このカップルが、バート・バカラックのお気楽サウンドにのせて、たりら〜んとセックスしたり、浮気したり、男とは、女の時代とはなんぞや、なんてかたらう(しかもなぜかこのキャストで舞台はイタリア。そう、これはイタリア映画)、これは以外にまじめな女性人権主張&壮年男性応援歌映画でした。

で、どうしてこんな映画をみたかっていうと、ひとえにテレンス・スタンプがでていたから。テレンス・スタンプは、このカップルがすむ村にくらす、インテリ男性、ヘンリー。ひたいはだいぶひろいけど、若づくりで、細っこくて、ジーンズがめちゃめちゃよくにあってるダンディなおじさま。ガウンすがたでジャクリーヌ演じるみたされぬルイーズを誘います。(ていうか、単にたってるだけで、女がおちちゃう。このひとが、自分から誘うような役をしないのはゆえなきことではありますまい。)ルイーズは恋人をもったよろこびと、ジョバンニへのあてつけで一瞬ハッピーになるが、みるからに淡泊そうなヘンリーと一緒になるきはさらさらない。女からみて都合のいい男をふわりと演じていて、テレンス、さすがです。

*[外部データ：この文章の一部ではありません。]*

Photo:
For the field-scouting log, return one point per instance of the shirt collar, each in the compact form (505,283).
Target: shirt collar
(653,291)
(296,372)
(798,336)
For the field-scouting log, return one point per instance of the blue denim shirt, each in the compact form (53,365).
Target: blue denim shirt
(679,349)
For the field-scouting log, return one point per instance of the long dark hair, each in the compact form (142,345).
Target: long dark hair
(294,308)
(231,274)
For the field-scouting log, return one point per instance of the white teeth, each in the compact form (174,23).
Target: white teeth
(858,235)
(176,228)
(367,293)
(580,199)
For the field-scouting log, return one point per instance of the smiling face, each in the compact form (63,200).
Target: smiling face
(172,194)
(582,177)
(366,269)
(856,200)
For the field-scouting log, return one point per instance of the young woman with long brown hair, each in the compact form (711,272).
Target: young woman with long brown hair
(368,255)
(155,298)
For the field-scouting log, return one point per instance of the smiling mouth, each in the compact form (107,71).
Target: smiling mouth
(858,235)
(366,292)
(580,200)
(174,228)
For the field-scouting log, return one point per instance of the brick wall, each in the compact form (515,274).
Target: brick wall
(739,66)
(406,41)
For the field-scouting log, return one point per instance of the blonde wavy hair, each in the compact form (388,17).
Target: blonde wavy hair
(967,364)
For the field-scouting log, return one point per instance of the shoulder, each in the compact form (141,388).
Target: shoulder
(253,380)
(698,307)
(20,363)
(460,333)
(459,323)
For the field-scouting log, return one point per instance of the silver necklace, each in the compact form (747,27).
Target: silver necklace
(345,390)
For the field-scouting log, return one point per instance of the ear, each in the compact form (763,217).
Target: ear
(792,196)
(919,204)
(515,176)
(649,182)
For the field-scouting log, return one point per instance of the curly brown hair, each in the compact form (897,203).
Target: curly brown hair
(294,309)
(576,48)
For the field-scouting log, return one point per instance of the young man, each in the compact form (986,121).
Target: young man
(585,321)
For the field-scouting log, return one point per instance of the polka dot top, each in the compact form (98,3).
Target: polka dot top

きっと、この映画は倦怠する男女のセックスと愛情が主題なんだろうな。だろうなっていうのは、なんかすべてが中途半端で、人物造詣も役者のうまさだけにたよって一応体裁たもってるだけで、なかみがあまりかんじられないから。しかも、肝心のエロティックなシーンはソフトで、からむまえに画面が暗転するところをみると、きっと女性むけの自己啓発ドラマなんだろうと思わざるをえない。シェル演じる男も、雰囲気だけはけっこういいのに、わざと「女性は所詮男性から自立できない」、なんておもしろくもない論争をしかけてくるばかりで、いってることはただの保守的わがまま男。最後はルイーズに頭をしこたまぶったかかれて、失神するしまつ。おお、こんなことで死んでしまうんか、あんた? と心配してると、最後はどうも、なにごともなく、よりをもどす暗示でおわってしまうこの映画。うーん、これまでのアーギュメントはなんだったんだい。

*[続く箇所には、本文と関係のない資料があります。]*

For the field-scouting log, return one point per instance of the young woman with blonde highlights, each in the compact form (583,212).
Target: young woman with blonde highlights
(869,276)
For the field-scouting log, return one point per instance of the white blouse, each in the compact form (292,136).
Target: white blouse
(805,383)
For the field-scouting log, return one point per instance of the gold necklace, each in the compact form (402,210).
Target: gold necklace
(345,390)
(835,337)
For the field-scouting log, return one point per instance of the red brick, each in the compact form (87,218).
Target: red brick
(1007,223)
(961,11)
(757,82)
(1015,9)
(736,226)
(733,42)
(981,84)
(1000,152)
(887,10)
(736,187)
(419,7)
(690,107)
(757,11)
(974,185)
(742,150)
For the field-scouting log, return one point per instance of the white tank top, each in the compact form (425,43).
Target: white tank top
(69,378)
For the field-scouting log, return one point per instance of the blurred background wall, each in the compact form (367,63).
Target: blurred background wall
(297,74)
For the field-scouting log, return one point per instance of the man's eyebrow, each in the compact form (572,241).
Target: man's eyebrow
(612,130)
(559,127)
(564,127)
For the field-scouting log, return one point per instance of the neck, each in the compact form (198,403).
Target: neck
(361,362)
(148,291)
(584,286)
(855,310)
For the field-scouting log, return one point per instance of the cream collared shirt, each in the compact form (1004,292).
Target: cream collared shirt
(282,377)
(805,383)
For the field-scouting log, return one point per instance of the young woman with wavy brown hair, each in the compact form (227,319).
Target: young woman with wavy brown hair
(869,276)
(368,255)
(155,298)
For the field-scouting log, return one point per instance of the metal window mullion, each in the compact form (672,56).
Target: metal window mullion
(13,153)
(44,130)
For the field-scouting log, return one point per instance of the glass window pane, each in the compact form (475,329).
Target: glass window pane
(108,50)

この映画のよいところといえば、マクシミリアン・シェルがくすぐったがりやさんだってわかったのと、あとサッカーもうまいってことがわかったことかな? 肝心のジャクリーンは、なんとコノテの映画にもかかわらず、胸もみせない。むしろ、贅肉をむにゅっとつままれちゃったり、足をなめられちゃったりするシェルのほうが、健闘。なめかたはうまいです、さすがヴィセットおねえさま。ただ、ふたりが昼間っからその気になってしまう白い浜にたつバンガロー風の小屋にみたてた家屋は、明るくて、壁が白くてあざやかで、よしずばりの窓なんかもなかなか。染織家の、彼女の工房もたいそう美しい。こういうとこ、みょうにイタリア映画スタッフがつくっているかんじがよくでていてすき。魚やさんで、ルイーズとデートするヘンリー役のテレンス・スタンプも、彼がこのころとった映画にしてはぜんぜんエキセントリックなところがなく、自然にイタリアをたのしんでいる風情がとてもすてき。スタッフはイタリア勢だが、US映画として公開されたらしい。言語は、わたしがみたのは英語版。